Why only run accessions?
The complete set of SRA accessions do not correspond to DRS IDs. SRA accessions represent objects such as submissions, experiments, studies, and projects. These objects are long-lived and their contents can change over time. This makes them unsuitable as DRS IDs. Generally, these changes are additive, but a researcher can submit new data to replace their previous submission. Generally, these changes happen in recent (or active) projects with the old ones being stable, but this is not guaranteed. So at this time, we can not properly support DRS IDs, and we do not wish to issue invalid IDs. However, using run accessions, we can come very close to something that mostly works as expected.
Some technical details
Protected dbGaP files are only available from the SRA via signed URLs to cloud storage buckets (or from NCBI as encrypted files). Due to issues regarding security and egress charges, this service does not hand out the signed URLs directly. When a signed URL is encountered, this service hands out a URL to itself. That URL leads to a transparent proxy that will perform the retrieval.

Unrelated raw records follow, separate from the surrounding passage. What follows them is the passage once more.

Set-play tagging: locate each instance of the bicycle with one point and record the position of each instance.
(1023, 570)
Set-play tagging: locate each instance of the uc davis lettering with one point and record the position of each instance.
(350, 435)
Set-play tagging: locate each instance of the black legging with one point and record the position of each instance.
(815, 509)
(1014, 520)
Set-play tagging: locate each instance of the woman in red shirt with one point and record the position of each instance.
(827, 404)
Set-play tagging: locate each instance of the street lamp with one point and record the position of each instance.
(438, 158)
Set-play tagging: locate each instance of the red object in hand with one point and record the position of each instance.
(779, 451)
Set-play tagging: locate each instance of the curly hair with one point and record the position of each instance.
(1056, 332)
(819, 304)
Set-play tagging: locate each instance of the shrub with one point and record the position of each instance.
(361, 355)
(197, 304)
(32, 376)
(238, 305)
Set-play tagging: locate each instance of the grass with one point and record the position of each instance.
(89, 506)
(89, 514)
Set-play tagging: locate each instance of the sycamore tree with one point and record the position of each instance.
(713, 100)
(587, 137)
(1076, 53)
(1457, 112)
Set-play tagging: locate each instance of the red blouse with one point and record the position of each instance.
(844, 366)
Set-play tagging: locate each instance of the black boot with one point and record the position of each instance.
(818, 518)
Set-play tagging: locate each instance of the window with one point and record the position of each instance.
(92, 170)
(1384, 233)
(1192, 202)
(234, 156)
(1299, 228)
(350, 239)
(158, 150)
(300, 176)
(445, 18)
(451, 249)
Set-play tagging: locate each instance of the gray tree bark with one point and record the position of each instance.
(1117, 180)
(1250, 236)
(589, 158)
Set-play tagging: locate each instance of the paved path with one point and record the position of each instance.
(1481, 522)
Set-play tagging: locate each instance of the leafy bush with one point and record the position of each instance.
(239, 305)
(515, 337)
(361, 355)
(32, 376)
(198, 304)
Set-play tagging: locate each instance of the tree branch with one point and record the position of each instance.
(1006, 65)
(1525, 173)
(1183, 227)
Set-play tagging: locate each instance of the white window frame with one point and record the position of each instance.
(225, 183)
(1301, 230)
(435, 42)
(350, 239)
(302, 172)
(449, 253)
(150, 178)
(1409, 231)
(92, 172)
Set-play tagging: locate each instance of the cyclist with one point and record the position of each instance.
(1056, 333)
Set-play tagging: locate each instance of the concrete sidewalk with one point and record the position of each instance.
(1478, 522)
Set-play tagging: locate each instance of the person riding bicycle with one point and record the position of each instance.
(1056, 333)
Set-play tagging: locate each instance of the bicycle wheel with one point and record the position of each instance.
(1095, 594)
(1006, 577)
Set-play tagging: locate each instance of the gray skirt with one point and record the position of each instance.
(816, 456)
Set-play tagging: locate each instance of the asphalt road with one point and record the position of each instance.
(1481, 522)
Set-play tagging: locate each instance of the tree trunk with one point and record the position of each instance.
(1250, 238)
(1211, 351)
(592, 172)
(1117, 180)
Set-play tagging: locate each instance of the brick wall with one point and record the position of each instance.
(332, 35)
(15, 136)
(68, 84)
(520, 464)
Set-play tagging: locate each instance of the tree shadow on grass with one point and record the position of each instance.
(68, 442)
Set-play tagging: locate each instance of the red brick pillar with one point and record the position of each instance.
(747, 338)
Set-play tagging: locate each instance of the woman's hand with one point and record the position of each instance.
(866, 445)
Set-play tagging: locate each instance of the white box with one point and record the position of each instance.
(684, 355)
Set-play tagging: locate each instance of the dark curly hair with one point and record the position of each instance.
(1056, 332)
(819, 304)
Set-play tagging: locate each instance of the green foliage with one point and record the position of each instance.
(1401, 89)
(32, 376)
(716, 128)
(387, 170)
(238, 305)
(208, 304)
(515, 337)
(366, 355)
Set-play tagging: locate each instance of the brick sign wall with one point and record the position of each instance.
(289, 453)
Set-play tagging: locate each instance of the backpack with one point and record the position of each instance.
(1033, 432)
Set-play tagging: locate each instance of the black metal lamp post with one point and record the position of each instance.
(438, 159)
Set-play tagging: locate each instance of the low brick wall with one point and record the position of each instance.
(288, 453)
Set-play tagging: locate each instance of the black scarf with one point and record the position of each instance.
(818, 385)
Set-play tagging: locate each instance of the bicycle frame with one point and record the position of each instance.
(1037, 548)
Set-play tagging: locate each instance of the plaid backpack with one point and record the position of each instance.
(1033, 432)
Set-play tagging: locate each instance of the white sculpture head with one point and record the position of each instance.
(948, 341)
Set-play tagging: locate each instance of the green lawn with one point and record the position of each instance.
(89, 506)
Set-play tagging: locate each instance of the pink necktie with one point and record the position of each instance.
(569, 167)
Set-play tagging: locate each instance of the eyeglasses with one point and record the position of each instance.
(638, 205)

Any egress charges will accrue to the account that is running this service and not to the account that owns the bucket.
This Dockerfile
builds for ubuntu's configuration of Apache, it is particular
and sensitive to that.
This service is implemented in Python and Flask.
Hopefully useful information:
If running on Amazon Linux 2,
Install docker, see Docker Basics for Amazon ECS
Pinning
It is possible to generate a version-pinned Dockerfile
with the pinner.py
script. For example:
python3 pinner.py > Dockerfile.pinned
Or:
python3 pinner.py | docker build -f - -t ncbi-drs:pinned .